Toward Kindness
I’ve been writing these past few days with my grandson at my side. He’s just over 2 months old. I’ve been giving my daughter and SIL ample space during their parental leave time, but as they return to jobs and responsibilities I’m pitching in more, and this writing with the kid at my side is apt to become a continuing thing.
The boy is tiny. Like, tiny. He’s so fragile it scares me. He’s still on oxygen, his little lungs pumping, his little heart beating. He cries when he’s hungry, or needs his diaper changed. So, usually, when he cries, those are the two main solutions.

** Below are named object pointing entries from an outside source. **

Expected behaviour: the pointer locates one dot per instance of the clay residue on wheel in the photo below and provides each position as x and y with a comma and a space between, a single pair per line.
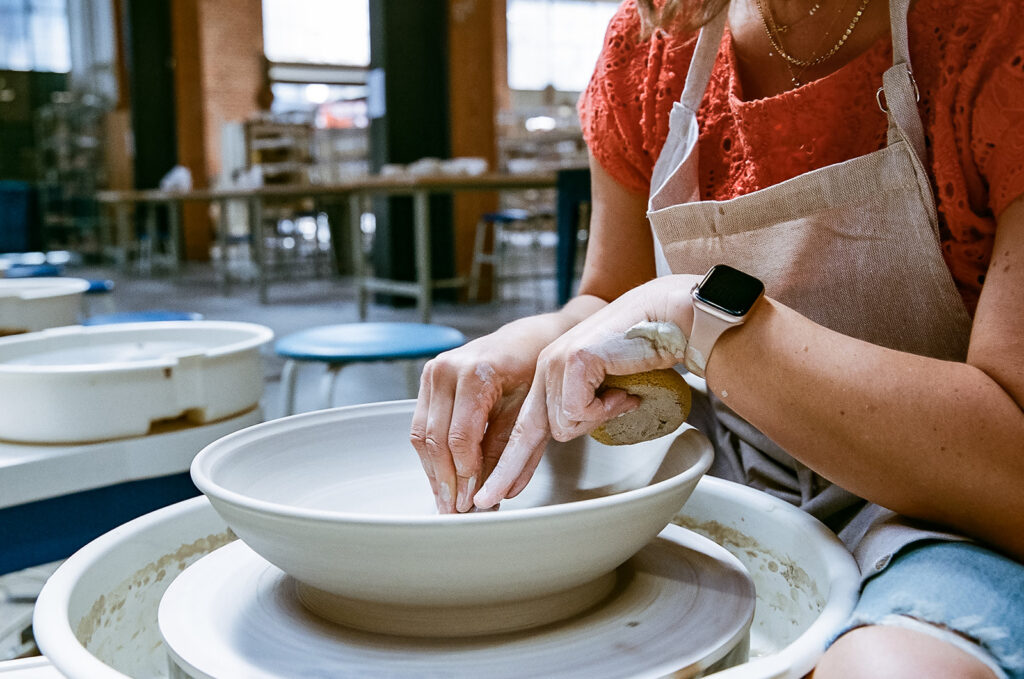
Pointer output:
118, 619
796, 601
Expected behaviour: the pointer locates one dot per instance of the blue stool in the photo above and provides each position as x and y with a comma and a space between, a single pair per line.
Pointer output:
140, 316
497, 222
360, 342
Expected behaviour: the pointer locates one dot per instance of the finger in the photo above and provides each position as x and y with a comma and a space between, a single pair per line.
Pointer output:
435, 438
527, 471
500, 429
418, 429
528, 433
474, 397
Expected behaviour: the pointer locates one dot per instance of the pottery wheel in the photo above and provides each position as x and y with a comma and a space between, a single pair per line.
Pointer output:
682, 602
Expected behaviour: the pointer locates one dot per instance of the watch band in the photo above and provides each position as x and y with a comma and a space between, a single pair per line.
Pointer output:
708, 327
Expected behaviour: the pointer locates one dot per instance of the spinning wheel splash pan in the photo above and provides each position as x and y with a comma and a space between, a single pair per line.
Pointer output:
338, 500
96, 617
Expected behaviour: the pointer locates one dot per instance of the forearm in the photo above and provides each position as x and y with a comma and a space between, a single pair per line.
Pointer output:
934, 439
536, 332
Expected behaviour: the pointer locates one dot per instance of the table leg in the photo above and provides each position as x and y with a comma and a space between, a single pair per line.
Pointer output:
145, 262
222, 239
256, 229
174, 235
123, 236
421, 241
358, 265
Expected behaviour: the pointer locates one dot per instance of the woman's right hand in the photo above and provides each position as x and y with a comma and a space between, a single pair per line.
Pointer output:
469, 398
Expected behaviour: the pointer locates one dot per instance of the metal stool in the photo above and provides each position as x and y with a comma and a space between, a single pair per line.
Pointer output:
512, 229
141, 316
360, 342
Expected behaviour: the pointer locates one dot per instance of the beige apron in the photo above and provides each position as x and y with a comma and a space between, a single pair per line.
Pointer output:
853, 247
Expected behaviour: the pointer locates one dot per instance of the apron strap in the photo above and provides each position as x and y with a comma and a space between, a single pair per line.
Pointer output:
704, 60
898, 95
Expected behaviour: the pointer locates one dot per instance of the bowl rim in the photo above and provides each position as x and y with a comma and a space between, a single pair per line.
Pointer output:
202, 477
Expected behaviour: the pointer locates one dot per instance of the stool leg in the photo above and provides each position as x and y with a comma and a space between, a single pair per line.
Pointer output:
288, 379
328, 384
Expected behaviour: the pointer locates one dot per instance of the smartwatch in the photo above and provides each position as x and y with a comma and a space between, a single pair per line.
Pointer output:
722, 300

Sometimes he just cries, and I don’t know why. I do know if I put my hand on his arm, it usually reassures him. Talking to him seems to reassure him as well. Reading him what I’ve just written reassures both of us.
Mostly he sleeps.
I’m writing, once again, about the end of the world. I’m almost at the conclusion of this particular story. Earlier this morning, I was simulating nuclear explosions on a map of the United States online, looking up how far the damage would spread. How far the blast radius would spread, how many would die immediately, how many would eventually succumb to radiation poisoning. What the ensuing EMP (electromagnetic pulse) event would look like, and how it would affect the power grid and communications.
I find, with this tiny, fragile, precious life beside me, that I’m writing toward kindness. I’m envisioning a different kind of world. This is not fully a conscious choice. I created a cataclysmic event (not the nuclear bomb, the bomb is supposed to be the remedy to another, even more cataclysmic event), and the people in the story just started helping each other. Helping each other, and learning from each other, and discovering that together they were stronger and more resilient than they were alone. This is not the story I was planning to write, but it is the story that emerged.
So, as our disgraced ex-President plots revenge from Florida and a Congresswoman posts anti-trans remarks in the halls of Congress to drum up publicity in a stunning act of performative cruelty (both headlines from today’s news), I am trying to create a fictional world where we look to each other for help and strength, for love and hope.
Here in the real world, I turn to the fussing child sleeping next to me, and touch his arm, reassuring us both. His cries trail away as he falls back into sleep. I keep writing, toward kindness.